History

United States
- Namesake: Richard G. Matthiesen
- Owner: Maritime Administration
- Operator: Military Sealift Command
- Builder: American Ship Building Company, Tampa, Florida
- Acquired: February 18 1986
- In service: February 18 1986
- Out of service: March 31 2011
- Stricken: March 31 2011
- Identification: IMO number: 8310102; MMSI number: 368719000; Callsign: NBBP;
- Honors and awards: National Defense Service Medal; Southwest Asia Service Medal; Kuwait Liberation Medal;
- Fate: Transferred to the Maritime Administration

General characteristics
- Type: Type 5 Oil tanker
- Tonnage: 21,471 tons GT; 33,095 DWT;
- Length: 617 ft 2 in (188 m)
- Beam: 91 ft 6 in (28 m)
- Draft: 28 ft 4 in (9 m)
- Propulsion: 1 Sulzer 5RTA 76 diesel; 18,400 hp sustained; 1 shaft
- Speed: 33 knots (61 km/h; 38 mph)
- Capacity: 237,766 barrels of oil fuel
- Complement: 24 civilians, 18 civilians (reduced operating status)
- Armament: None
- Aviation facilities: Landing pad

= USNS Richard G. Matthiesen =

Former United States naval vessel

USNS Richard G. Matthiesen (T-AOT-1124) was one of four tankers, known as T5s, with double hulls ice-strengthened for protection against damage during missions in extreme climates.
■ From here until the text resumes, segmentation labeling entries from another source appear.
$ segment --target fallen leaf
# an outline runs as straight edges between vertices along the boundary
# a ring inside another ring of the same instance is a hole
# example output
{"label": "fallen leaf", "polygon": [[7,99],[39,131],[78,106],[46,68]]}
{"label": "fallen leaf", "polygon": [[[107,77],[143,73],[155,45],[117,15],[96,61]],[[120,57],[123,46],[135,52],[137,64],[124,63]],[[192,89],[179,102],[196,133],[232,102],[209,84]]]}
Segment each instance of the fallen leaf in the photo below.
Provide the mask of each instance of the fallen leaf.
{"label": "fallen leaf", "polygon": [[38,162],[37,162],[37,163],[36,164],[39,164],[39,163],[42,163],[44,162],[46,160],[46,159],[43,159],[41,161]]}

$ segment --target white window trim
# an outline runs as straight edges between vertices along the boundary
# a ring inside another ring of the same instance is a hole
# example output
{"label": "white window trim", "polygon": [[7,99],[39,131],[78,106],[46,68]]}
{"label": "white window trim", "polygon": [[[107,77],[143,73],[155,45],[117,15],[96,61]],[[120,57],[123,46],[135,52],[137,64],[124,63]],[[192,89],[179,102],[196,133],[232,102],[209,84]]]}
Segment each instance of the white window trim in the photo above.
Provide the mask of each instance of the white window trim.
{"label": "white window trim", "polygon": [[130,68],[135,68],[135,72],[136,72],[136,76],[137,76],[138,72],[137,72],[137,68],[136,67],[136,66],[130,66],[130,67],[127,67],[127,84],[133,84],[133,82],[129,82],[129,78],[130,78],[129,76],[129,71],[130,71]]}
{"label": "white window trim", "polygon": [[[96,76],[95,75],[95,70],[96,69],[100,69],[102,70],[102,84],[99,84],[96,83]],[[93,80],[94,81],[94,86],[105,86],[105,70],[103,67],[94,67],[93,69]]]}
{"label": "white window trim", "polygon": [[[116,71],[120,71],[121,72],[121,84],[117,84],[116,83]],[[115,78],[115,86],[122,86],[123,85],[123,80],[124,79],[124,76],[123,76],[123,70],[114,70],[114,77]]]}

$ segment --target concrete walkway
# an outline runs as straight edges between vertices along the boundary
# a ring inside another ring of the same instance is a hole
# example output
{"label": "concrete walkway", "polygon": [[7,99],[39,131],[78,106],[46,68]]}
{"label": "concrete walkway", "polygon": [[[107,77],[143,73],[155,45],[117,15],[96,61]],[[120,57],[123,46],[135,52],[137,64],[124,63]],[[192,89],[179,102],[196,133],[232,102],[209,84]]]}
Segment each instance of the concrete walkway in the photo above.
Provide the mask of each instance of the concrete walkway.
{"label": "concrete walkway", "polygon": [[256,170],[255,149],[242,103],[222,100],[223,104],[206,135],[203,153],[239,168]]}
She was part of Military Sealift Command's Sealift Program, transporting fuel for the Department of Defense. Richard G. Matthiesen had missions including refueling the National Science Foundation in Antarctica and Thule Air Base in Greenland. She was named after Richard G Matthiesen, a Merchant Marine Distinguished Service Medal recipient.

Richard G. Matthiesen went out of service on March 31 2011 and transferred to the Maritime Commission for disposal.